Keloğlan saraydan çıkıp evine gelir. Birkaç gün evinde oturur.O ne yapayım diye düşünürken, padişah da kızını vezirin oğluyla nişanlar. Keloğlan artık gelmez diye düğün yapar. Keloğlan düğün olduğunu işitince hemen saraya gider. Padişahın kızı, vezirin oğluyla evlendiği gecede sarayın tavan arasına çıkıp saklanır. Onlar yattıkları vakit, keloğlan `macun` deyince ikisi birbirine yapışır.
Sabah olur, bakarlar ki,gelin ve damat odadan çıkmıyorlar. Saat dörde, beşe gelir .Bunlarda hiç kalkmak filan yok.Beriki gelir , kapının deliğinden bakayım derken, keloğlan macun deyince o da kapıya yapışır.Bunu görüp acaba ne oldu d diye yanına gelen, keloğlan `macun` dedikçe yapışır kalır.
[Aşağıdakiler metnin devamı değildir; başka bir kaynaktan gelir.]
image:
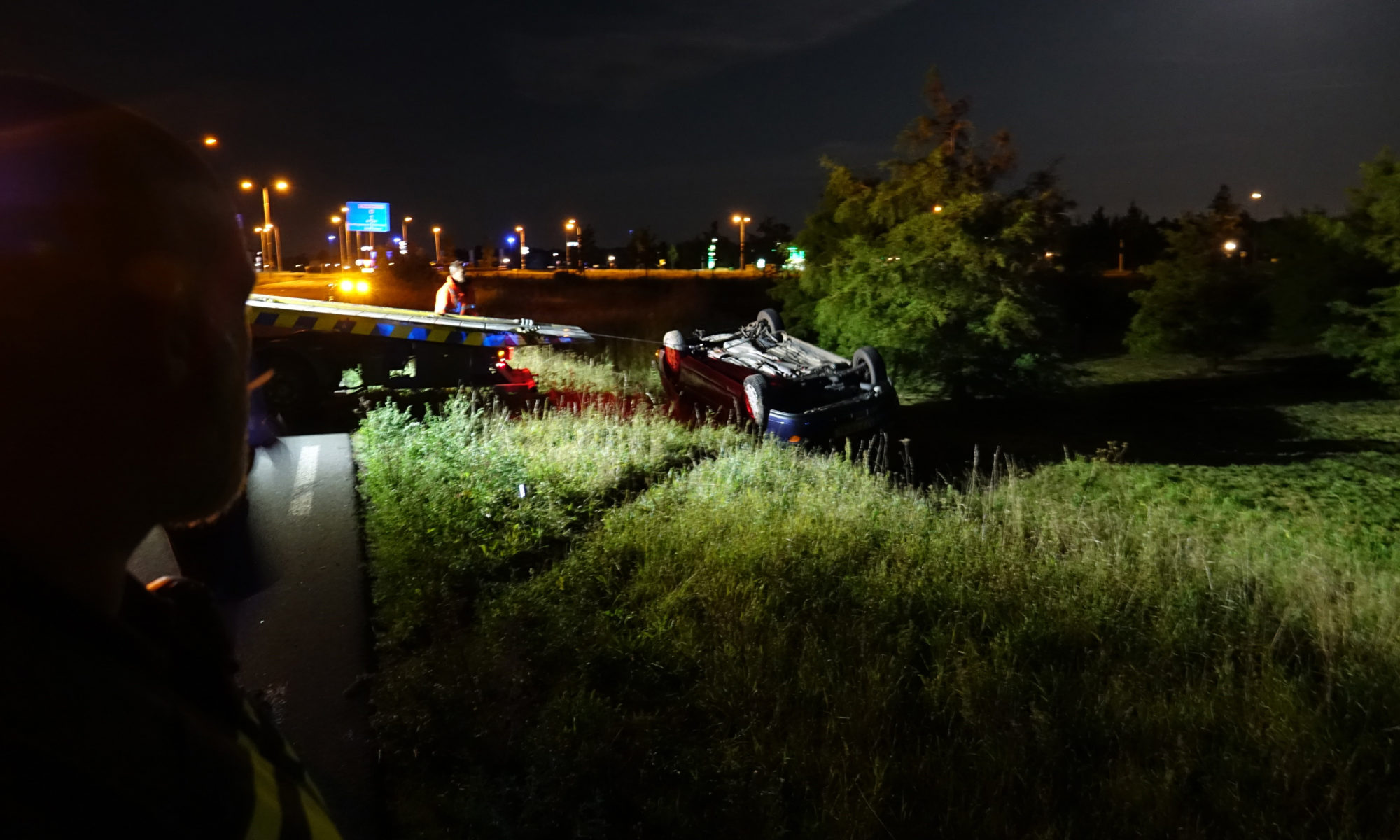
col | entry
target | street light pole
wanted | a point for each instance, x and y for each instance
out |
(335, 220)
(271, 234)
(741, 220)
(572, 227)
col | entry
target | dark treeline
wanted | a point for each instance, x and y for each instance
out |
(971, 284)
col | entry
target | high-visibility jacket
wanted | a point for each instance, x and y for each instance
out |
(134, 727)
(456, 300)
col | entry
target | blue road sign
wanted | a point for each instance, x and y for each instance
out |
(372, 218)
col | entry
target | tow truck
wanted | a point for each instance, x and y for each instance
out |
(309, 345)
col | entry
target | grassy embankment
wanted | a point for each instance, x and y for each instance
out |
(685, 634)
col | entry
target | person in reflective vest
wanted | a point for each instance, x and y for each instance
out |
(121, 715)
(456, 296)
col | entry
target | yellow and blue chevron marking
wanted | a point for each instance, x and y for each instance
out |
(412, 326)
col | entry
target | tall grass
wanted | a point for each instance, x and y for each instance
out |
(592, 374)
(764, 642)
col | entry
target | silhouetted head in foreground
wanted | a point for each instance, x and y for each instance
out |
(122, 338)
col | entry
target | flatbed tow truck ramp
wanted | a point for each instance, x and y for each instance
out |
(310, 344)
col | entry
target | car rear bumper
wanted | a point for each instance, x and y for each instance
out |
(850, 418)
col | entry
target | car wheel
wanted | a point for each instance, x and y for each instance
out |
(757, 397)
(772, 318)
(870, 360)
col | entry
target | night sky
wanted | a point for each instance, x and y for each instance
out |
(479, 117)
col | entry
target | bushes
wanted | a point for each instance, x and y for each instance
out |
(774, 642)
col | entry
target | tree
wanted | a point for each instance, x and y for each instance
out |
(1308, 270)
(929, 262)
(1371, 335)
(1206, 295)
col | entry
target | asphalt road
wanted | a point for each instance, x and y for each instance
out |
(306, 638)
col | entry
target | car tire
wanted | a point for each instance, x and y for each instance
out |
(757, 397)
(772, 318)
(873, 363)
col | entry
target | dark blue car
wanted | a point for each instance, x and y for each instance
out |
(793, 390)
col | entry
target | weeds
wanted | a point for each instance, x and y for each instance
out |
(685, 632)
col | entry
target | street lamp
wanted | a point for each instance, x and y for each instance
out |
(281, 186)
(569, 233)
(337, 220)
(741, 220)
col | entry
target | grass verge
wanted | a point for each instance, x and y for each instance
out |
(681, 632)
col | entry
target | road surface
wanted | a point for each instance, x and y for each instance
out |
(306, 639)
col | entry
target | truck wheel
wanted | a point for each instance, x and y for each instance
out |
(870, 360)
(757, 400)
(772, 318)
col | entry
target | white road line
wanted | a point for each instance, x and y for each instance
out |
(304, 486)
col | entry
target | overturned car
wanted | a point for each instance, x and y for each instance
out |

En sonunda,sarayın içinde kim varsa, birer birer hepsi kapı önüne geldikçe yapışır kalırlar.
Padişah bunları görüp `Acaba bu nedir? Nasıl iştir? Diye durup oturamaz. Birkaç adam çağırıp,`Haydi filan yerde bir hoca vardır, gidin gelsin, şunun çaresini bulsun` diyerek gönderdiği adamlar sokakta gezerlerken bir kasap dükkanına varırlar. Şuradan biraz et alalım diyerek dükkana girerler. Kasap da etleri gösterip` Şundan mı ? Bundan mı ? diyerek etleri tutup gösterirken, keloğlan `macun` diye bağırır hepsi etlere yapışıp kalırlar.
Padişah bekler, bekler bunlar nerede kaldılar diye canı sıkılır.` Bari ben gideyim` der. Sokağa çıkar. Giderken bakar ki, kasap dükkanın da etlere yapışmış olarak adamları duruyor. Padişah` Ben sizi nereye yolladım, siz burada ne geziyorsunuz? Deyince, `Biz gidiyorduk, biraz et almak istedik bilmem ne oldu, buraya yapıştık kaldık` derler.
Padişah` Aman Yarabbi bu nasıl iştir? Diye kalkar doğru hocanın evine gider.
Hoca padişaha derki:`Efendim sizin kızınızı bir keloğlan istemiş, siz de vermemişsiniz, o da size bu işleri yapmış.
Padişah` Aman hoca bunun çaresi nedir ? diye sorar.
Hoca da ` Bunun çaresi kızınızı keloğlana vermenizdir. Yoksa bundan kurtulamazsınız ` der.
Padişah sarayına gelir,. Keloğlanı bulmaları için adamlar yollar. Keloğlan bunu işitince, doğru evine gidip oturur. Padişahın yolladığı adamlar, şurası burası diyerek Keloğlanın evine gelirler. Keloğlan adamların geldiğini görünce anasına` Beni sorarlarsa burada yok, o çok vakitten beri kayboldu de` diye tembih eder.
O sırada adamlar kapıyı çalar. Kocakarı kapıyı açar. Onlar da,`Keloğlan burada mı ?` diye sorarlar. Kocakarı da `Burada yok. Bilmem nerededir.çok vakitten beri eve barka gelmedi derler.Kocakarı `oğullar bilmem ki nereye gitti. Eğer bana bin altın verirseniz, ben de gidip arar bulurum ` demiş.
Adamlar,`aman ninecim, sen git bul da, biz sana daha çok altınlar veririz` deyip, bin altını kocakarının avucuna sayarlar.
Birkaç gün sonra keloğlan saraya gider, padişahın yanına çıkar. Padişah, Keloğlanı görünce` Aman oğlum sen neredesin?Ben seni bu vakte kadar bekledim, gelmedin, neredeydin?` der.
Padişah vezirini çağırır. Keloğlana kızını nikah eder O da yapıştırdığı adamlara,`çözül macun` der, yapıştıkları yerden kurtarır.
Vezirin oğlu yataktan kurtulduğu gibi, öyle bir kaçar ki, arkasından kimse yetişemez. Onlar da kırk gün kırk gece düğün yaparlar.